EDIT: it would be possible to avoid generating all the extra bits in most cases, and so an efficient average time algorithm should be possible, but the worst case still requires 1088 bits to be generated.

noswi · on March 16, 2015

For [0, 1), would the naive approach of generating a string of, say, 16 digits, sticking a "0." in front of it and calling strod / atof yield similarly uniform results?

CamperBob2 · on March 15, 2015

Wouldn't the best (and coincidentally simplest) way be to synthesize the double-precision word by combining a random integer exponent, a random integer mantissa, and a random sign bit? You'd need to account for the logarithmic distribution of the exponent, but that seems like the biggest complication.

I don't understand the debate about rounding. What does it mean to round a random number? If the rounding process is biased, the number will be less random as a result, so you shouldn't have rounded it. If the process isn't biased, the number will be no more or less randomly-distributed than it was before, so there was no point in rounding it.

alepper · on March 15, 2015

The clue's here:

> What is the `uniform' distribution we want, anyway? It is obviously not the uniform discrete distribution on the finite set of floating-point numbers in [0, 1] -- that would be silly. For our `uniform' distribution, we would like to imagine[*] drawing a real number in [0, 1] uniformly at random, and then choosing the nearest floating-point number to it.

Because of the logarithmic representation, there are as many floating point numbers between .25 and .5 as there are between .5 and 1. If you uniformly sample numbers with an exact, finite floating point representation then you don't get something that 'looks like' a uniform distribution of real numbers in [0, 1] -- which is more likely what was wanted.

angersock · on March 15, 2015

Bingo. The ongoing mindfuck of floating point representations is that sort of non-even mapping of certain intervals.

CamperBob2 · on March 15, 2015

Right, which is why I said you'd have to account for the log bias when you pick a random integer exponent. Otherwise most of your results would be really tiny.

The method bhickey suggests above sounds like a nifty workaround for the problem as well.

alepper · on March 15, 2015

You're right, sorry. I responded to 'why round?' but missed that comment.

rcthompson · on March 15, 2015

I'm sure that there are valid reasons to want to do this, but if your find yourself needing to do this, I think you should at least consider whether there might be some other way to get what you want.

mellavora · on March 15, 2015

Using a computer algorithm, http://en.wikipedia.org/wiki/Mersenne_twister is a good choice.

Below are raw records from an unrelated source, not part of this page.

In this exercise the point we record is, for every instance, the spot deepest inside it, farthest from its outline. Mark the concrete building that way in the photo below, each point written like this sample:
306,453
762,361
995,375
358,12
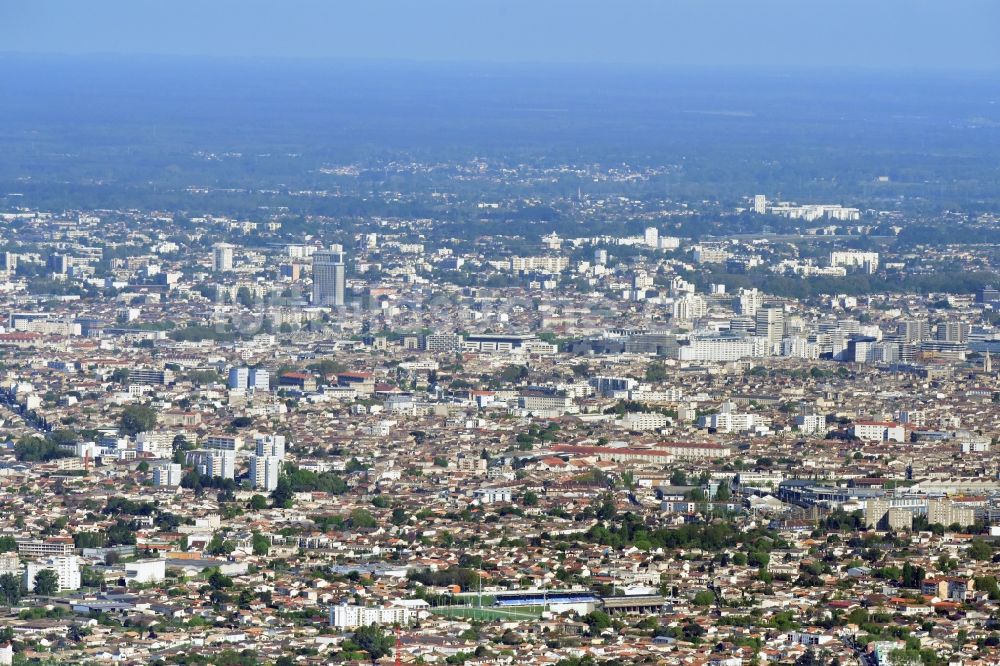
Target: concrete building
66,567
878,431
220,463
329,277
222,257
167,475
349,616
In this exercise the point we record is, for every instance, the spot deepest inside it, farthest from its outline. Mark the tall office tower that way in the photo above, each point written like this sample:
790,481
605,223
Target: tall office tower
220,463
913,330
328,277
222,257
8,261
759,204
270,445
652,237
239,378
770,323
953,331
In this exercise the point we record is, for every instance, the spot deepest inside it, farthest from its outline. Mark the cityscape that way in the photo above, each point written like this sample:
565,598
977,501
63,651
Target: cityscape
544,385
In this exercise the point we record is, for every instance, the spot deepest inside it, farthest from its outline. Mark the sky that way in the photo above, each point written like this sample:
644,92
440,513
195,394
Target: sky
877,34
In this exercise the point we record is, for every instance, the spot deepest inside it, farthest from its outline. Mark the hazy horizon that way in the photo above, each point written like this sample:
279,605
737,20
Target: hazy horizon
897,34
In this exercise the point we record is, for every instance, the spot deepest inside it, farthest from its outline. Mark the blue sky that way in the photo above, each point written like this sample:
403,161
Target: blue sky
911,34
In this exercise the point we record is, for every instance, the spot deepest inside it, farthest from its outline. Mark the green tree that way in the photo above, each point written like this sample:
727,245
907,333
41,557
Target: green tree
10,589
374,641
597,621
261,544
136,419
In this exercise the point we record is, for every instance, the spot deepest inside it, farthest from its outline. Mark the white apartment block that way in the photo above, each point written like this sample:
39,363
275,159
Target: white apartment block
879,431
349,616
724,349
67,568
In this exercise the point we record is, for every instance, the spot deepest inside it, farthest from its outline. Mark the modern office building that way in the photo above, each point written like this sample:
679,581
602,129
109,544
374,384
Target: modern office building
770,324
329,277
167,475
222,257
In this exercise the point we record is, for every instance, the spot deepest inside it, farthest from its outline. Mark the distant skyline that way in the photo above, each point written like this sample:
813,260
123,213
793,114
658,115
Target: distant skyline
891,34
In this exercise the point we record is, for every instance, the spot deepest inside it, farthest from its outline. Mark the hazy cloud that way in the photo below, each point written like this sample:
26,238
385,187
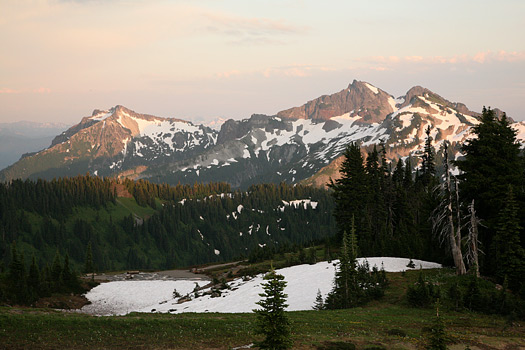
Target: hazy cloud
251,31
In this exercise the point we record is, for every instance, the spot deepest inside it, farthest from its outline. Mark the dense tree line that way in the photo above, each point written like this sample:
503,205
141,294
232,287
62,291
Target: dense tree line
192,224
391,204
24,285
474,221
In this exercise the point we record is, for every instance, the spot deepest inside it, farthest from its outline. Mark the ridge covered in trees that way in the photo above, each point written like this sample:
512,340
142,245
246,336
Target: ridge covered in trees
140,225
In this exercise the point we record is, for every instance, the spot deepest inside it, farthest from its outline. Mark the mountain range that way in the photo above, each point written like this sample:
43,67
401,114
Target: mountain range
291,146
23,137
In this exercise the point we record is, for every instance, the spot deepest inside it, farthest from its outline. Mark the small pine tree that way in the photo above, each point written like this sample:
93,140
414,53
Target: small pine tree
438,337
33,280
272,321
88,264
319,302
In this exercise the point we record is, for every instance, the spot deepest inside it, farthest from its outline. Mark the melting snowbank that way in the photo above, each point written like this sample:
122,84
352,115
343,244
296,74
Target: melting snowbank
122,297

"Anyone who considers arithmetical methods of producing random digits is, of course, in a state of sin." -- Von Neumann.

Using a computer, maybe look for small current variations around a resistor or similar device? http://en.wikipedia.org/wiki/Hardware_random_number_generato...

lvh · on March 15, 2015

The problems in the article have nothing to do with the source; it assumes that a source of randomness already exists. Mersenne Twister provides you with some random numbers (generally sequences of random, uniformly distributed, 32 bit integers). It does not solve the problem of picking a random double between 0 and 1.